PyData Global 2022

What-if? Causal reasoning meets Bayesian Inference
12-03, 12:30–13:00 (UTC), Talk Track I

We learn about the world from data, drawing on a broad array of statistical and inferential tools. The problem is that causal reasoning is needed to answer many of our questions, but few data scientists have this in their skill set. This talk will give a high-level introduction to aspects of causal reasoning and how it is complemented by Bayesian inference. A worked example will be given of how to answer what-if questions.


Core objectives:

  • Make the case that causal reasoning is required to answer many important questions in research and business.
  • Flesh out how causal reasoning and Bayesian inference complement each other.
  • Convey how some what-if questions can be answered using Synthetic Control methods.
  • Illustrate how to use Synthetic Control methods in practice with a worked example with Python code snippets (using PyMC) and empirical results.
  • Introduce the new Python package CausalPy.
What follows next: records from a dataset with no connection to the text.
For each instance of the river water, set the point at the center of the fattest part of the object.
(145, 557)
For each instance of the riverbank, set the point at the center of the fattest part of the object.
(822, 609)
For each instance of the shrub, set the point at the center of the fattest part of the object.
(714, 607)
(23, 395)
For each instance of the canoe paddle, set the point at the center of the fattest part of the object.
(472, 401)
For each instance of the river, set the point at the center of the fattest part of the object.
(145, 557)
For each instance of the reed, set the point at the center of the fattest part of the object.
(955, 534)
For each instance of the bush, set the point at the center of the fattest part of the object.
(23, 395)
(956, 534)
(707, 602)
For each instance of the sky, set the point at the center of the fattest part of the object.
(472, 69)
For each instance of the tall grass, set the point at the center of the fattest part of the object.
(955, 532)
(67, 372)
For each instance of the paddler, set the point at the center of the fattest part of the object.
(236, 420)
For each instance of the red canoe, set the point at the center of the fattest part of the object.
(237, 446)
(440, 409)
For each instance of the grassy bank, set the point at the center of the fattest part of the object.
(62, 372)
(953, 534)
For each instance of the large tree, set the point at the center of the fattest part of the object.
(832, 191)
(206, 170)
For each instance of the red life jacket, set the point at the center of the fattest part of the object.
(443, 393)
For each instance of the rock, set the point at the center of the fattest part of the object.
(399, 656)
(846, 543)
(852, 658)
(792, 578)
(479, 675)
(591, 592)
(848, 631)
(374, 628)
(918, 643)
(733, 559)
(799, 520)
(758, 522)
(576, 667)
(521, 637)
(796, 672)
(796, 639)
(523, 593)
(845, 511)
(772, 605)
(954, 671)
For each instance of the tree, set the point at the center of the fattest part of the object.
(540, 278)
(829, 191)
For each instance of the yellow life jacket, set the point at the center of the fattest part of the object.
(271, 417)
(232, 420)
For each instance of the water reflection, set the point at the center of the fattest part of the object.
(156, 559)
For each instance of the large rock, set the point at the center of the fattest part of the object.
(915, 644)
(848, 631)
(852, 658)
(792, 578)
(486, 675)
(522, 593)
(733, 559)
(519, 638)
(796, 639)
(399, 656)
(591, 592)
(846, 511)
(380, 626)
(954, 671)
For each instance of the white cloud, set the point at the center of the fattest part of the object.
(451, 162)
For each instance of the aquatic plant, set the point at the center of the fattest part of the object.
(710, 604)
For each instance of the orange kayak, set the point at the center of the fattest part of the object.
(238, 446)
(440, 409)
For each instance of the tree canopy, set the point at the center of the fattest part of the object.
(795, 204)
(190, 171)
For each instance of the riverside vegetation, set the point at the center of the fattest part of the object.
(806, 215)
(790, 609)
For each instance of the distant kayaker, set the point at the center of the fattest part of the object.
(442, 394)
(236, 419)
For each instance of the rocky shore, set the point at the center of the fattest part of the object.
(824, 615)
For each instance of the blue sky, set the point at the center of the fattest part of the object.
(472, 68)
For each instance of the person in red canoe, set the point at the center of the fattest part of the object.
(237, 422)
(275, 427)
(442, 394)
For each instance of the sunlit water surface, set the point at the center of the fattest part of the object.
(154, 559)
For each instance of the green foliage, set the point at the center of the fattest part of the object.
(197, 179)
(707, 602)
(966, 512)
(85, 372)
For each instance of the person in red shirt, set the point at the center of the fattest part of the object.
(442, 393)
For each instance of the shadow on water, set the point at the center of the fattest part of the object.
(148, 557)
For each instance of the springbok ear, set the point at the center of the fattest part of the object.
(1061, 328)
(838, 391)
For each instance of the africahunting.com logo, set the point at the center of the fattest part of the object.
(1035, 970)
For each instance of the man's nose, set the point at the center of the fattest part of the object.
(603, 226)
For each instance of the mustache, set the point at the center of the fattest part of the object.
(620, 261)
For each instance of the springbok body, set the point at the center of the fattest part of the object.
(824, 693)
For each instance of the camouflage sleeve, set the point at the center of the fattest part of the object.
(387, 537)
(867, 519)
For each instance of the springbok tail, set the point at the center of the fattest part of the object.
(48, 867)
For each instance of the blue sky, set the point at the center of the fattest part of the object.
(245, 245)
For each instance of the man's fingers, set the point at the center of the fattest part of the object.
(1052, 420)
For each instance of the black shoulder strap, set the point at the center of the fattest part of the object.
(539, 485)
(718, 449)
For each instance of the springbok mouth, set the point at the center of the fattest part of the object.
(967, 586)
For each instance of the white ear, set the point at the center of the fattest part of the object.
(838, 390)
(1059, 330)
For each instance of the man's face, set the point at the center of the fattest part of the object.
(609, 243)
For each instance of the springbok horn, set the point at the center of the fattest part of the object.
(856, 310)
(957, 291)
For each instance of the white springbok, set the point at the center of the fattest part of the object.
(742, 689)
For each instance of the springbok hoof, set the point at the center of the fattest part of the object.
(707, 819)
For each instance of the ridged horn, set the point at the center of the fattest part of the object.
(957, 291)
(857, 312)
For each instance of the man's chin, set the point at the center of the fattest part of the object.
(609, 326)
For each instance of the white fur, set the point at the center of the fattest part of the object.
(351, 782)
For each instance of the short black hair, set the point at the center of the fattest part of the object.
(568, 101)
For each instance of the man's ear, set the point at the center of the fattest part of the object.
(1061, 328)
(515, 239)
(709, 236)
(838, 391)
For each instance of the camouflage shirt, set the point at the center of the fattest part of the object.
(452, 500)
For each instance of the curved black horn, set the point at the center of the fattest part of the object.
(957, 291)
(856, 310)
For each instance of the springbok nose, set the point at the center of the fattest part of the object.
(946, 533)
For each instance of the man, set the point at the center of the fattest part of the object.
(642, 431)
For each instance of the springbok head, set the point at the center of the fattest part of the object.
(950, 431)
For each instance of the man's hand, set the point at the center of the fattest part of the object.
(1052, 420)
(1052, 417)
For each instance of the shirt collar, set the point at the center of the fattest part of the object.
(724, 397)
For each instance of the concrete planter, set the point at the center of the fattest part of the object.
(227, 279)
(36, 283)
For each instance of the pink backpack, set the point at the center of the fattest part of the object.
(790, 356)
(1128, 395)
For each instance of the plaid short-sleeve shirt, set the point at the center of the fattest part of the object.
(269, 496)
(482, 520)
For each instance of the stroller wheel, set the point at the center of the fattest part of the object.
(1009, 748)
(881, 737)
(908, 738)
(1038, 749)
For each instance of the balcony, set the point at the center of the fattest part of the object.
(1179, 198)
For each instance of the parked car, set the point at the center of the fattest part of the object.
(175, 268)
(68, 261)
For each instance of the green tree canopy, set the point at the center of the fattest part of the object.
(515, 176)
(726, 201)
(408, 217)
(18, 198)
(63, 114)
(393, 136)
The talk will be a high-level overview, with very few (if any) equations. Rather, I focus on conveying the intuition and practical steps to answer what-if questions through concrete examples. I will provide references for those wishing to flesh out their understanding after the talk. This talk is aimed at a broad audience - anyone wanting to learn about the causal structure of the world, whether for fun or profit. Knowledge of causal inference is not assumed, but a beginner to intermediate knowledge of data science would be beneficial. Some familiarity with Bayesian methods would be beneficial, but are not required.

Talk structure:

  • I will provide an overview of ‘what-if?’ questions including: “What would have happened to this patient if they had taken the drug rather than the placebo?” or “How much did an advertising campaign drive the change in user sign-ups?”
  • Establish why we cannot solve our problems with traditional statistical and data science methods in the absence of causal reasoning.
  • Describe how causal reasoning questions are complemented by the Bayesian approach, namely quantifying our uncertainty, and a focus on parameter estimation instead of hypothesis testing with p-values.
  • One main example will focus on how to approach the question “How did Brexit causally affect the United Kingdom’s GDP despite this not being a randomized experiment?” I will intuitively explain how the Synthetic Control method works (by creating a synthetic United Kingdom as a weighted sum of other countries unaffected by Brexit) and how we can implement this, with PyMC code snippets.
  • I will summarize by: a) outlining the bounds of Synthetic Control and when other approaches are called for, b) highlight available Python and R packages (CausalImpact, tfcausalimpact, GeoLift, and a PyMC-based solution), and c) providing further reading and learning resources.

References

  • Cunningham, Scott. "Causal inference." Causal Inference. Yale University Press, 2021
  • Huntington-Klein, N. (2021). The effect: An introduction to research design and causality. Chapman and Hall/CRC.
  • Facure, M (2021) Causal Inference for The Brave and True, https://github.com/matheusfacure/python-causality-handbook

GitHub repository

A supporting GitHub repository, with notebooks, can be found at drbenvincent/pydata-global-2022.


Prior Knowledge Expected

No previous knowledge expected

I work in the Bayesian data analysis space. Much of my time is spent solving real business problems consulting as a Principal Data Scientist for PyMC Labs. Before, I held a permanent faculty position for 15 years using Bayesian data analysis methods to research human decision making.